If the cyst does grow, it can be destroyed with a hot or cold needle (tiny incision in back), or removed laparoscopically (robotically, also through tiny incision in back).
The kidney issue has nothing whatever to do with the myeloma situation.
February 13, 2016
One thing about getting a full-body PT Scan is that it provides an extremely detailed look at everything from guzzle to zatch – or scalp to toes – much of which would never be looked at in the normal course of ordinary testing – and things inevitably will be found.
• There were no bone lesions-- the main thing being looked for.

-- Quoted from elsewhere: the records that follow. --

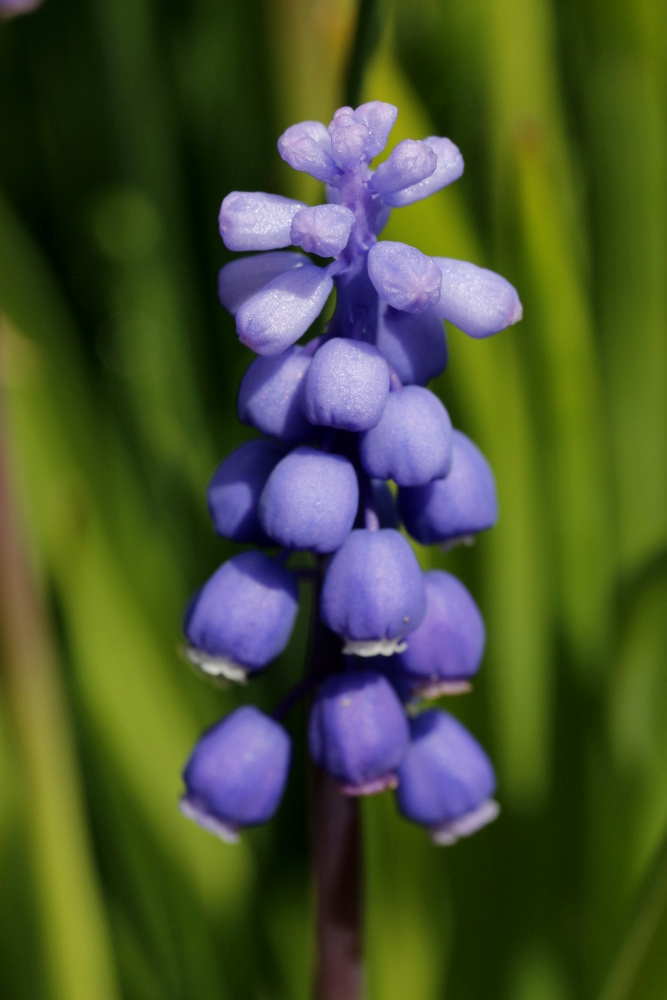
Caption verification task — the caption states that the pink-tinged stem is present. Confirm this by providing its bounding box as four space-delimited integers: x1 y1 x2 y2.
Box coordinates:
309 584 363 1000
312 766 363 1000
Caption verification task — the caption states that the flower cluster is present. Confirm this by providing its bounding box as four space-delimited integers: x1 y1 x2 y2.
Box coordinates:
182 101 521 843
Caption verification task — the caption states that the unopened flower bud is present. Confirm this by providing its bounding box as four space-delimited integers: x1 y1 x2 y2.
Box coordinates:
180 705 291 843
396 709 499 844
308 671 409 795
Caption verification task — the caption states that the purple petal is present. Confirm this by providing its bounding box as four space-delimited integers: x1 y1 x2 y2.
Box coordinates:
355 101 398 160
236 264 333 354
218 191 306 250
278 122 340 181
290 205 354 257
218 250 308 316
368 139 438 197
433 257 523 337
368 240 442 312
329 107 368 170
375 308 447 385
383 135 463 208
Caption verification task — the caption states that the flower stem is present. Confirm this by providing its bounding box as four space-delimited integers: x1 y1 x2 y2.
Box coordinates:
310 568 363 1000
312 766 363 1000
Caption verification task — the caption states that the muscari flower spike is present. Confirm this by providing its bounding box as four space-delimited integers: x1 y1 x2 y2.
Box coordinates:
182 101 521 843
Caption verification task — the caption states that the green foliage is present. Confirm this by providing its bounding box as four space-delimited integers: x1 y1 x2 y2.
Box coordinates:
0 0 667 1000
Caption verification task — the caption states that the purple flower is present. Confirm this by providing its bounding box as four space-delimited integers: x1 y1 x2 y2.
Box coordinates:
180 705 291 843
398 431 498 548
320 528 426 656
219 101 521 356
183 552 298 680
181 101 521 843
396 709 499 844
308 670 409 795
390 570 486 698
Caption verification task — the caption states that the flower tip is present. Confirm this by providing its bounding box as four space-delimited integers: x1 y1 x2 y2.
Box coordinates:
181 644 248 684
178 794 240 844
343 635 408 657
429 799 500 847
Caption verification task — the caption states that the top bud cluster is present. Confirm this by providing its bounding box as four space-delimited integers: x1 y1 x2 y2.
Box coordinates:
182 101 521 842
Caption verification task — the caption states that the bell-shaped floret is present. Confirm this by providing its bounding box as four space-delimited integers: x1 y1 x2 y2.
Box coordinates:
396 709 499 844
183 550 299 681
383 135 463 208
368 240 442 312
218 191 306 250
180 705 291 843
238 347 311 444
375 306 447 385
308 671 409 795
433 257 523 337
359 385 452 486
368 139 438 198
218 250 308 316
320 529 426 656
259 447 359 553
278 122 340 182
304 337 389 431
329 107 369 170
398 426 498 548
354 101 398 160
207 438 285 545
391 570 486 698
290 205 354 257
236 264 336 354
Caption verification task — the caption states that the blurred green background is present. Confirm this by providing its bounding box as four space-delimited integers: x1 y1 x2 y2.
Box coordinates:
0 0 667 1000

This is very good.
• No problems with liver, spleen, pancreas, adrenal glands, vascalature, GI tract.
• discovery of a small hernia—something better dealt with sooner than later, because it grows—so I’m going in for the outpatient procedure in 2 weeks. (April: all done; all is well.)

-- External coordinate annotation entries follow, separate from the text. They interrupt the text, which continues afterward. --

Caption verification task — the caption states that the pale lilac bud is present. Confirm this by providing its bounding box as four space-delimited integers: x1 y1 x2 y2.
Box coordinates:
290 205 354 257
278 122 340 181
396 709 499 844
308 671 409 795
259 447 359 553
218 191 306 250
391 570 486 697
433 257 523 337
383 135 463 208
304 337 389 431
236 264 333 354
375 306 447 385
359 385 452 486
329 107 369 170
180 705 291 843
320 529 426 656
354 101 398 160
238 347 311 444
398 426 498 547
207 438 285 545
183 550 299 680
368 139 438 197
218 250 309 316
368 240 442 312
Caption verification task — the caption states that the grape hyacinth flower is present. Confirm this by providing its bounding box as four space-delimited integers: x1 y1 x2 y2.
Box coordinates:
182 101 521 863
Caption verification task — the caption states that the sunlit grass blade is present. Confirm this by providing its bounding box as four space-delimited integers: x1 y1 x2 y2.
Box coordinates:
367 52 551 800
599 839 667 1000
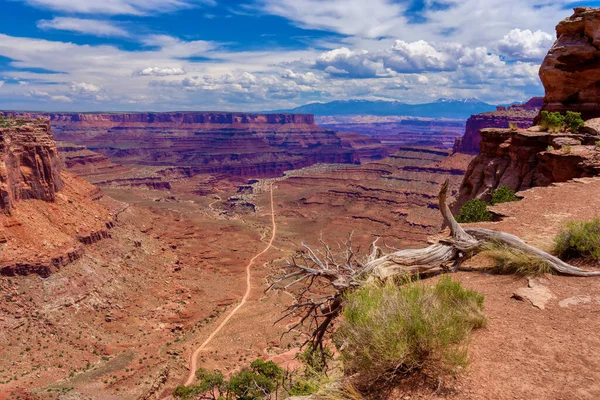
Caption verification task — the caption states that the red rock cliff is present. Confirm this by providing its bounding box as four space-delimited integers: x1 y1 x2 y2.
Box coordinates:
454 97 543 154
2 112 388 177
540 7 600 119
0 118 63 212
457 128 600 206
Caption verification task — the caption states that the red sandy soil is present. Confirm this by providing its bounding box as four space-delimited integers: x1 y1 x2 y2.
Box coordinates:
0 157 600 399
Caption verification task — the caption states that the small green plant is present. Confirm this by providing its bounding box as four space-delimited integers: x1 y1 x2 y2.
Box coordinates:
540 111 584 133
456 199 493 223
554 218 600 261
490 185 520 205
565 111 584 133
173 359 283 400
540 111 565 132
337 276 486 386
481 245 552 276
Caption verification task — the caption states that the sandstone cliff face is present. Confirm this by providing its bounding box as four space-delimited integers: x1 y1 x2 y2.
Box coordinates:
457 128 600 206
540 7 600 119
454 97 543 154
0 119 63 213
3 112 388 177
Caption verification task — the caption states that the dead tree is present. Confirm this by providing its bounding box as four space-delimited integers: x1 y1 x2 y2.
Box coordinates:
269 181 600 350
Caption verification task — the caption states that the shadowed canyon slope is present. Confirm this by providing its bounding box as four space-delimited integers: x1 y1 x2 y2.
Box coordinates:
454 97 542 154
0 112 388 177
0 119 63 212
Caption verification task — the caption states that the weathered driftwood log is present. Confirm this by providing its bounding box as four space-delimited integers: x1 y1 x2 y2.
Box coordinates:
270 181 600 348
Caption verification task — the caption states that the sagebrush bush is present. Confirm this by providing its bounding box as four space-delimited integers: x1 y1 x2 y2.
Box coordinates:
554 218 600 261
490 185 520 205
337 276 486 385
481 245 552 276
456 199 493 223
565 111 584 133
540 111 584 133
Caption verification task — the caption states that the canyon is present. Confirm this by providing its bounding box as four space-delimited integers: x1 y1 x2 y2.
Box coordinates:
453 97 543 154
1 112 389 177
316 115 465 152
0 9 600 400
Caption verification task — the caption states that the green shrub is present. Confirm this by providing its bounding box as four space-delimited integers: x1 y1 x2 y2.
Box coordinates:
482 245 552 276
228 370 276 400
173 385 200 400
554 218 600 261
565 111 584 133
337 276 486 384
490 185 520 205
540 111 584 133
456 199 493 223
540 111 565 132
196 368 226 397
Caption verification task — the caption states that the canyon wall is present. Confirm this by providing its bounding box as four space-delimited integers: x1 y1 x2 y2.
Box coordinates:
0 118 63 213
456 7 600 206
454 97 543 154
540 7 600 119
457 128 600 206
317 115 465 152
3 112 388 177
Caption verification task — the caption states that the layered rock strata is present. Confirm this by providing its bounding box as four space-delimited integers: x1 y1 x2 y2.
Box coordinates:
3 112 388 177
454 97 543 154
457 127 600 206
0 118 63 213
540 7 600 119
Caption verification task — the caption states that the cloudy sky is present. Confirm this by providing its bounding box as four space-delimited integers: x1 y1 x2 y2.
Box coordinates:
0 0 600 111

• Cystic in left kidney, which needs an expert to look at.
Meanwhile, I feel absolutely fine. Doing chemo for 6 months and then stopping is a surefire way to feel better.
January 23, 2016
I'm in a routine pattern now, having a blood test every six weeks. As long as there are no significant changes, then I am considered to have the pre-cancerous condition called "smoldering myeloma," which may or may not become cancerous. But for now, all is well. No more chemotherapy, and feeling so much better as a result. If the next few six-week checkups are also good, I'll go to an every-three-months regimen.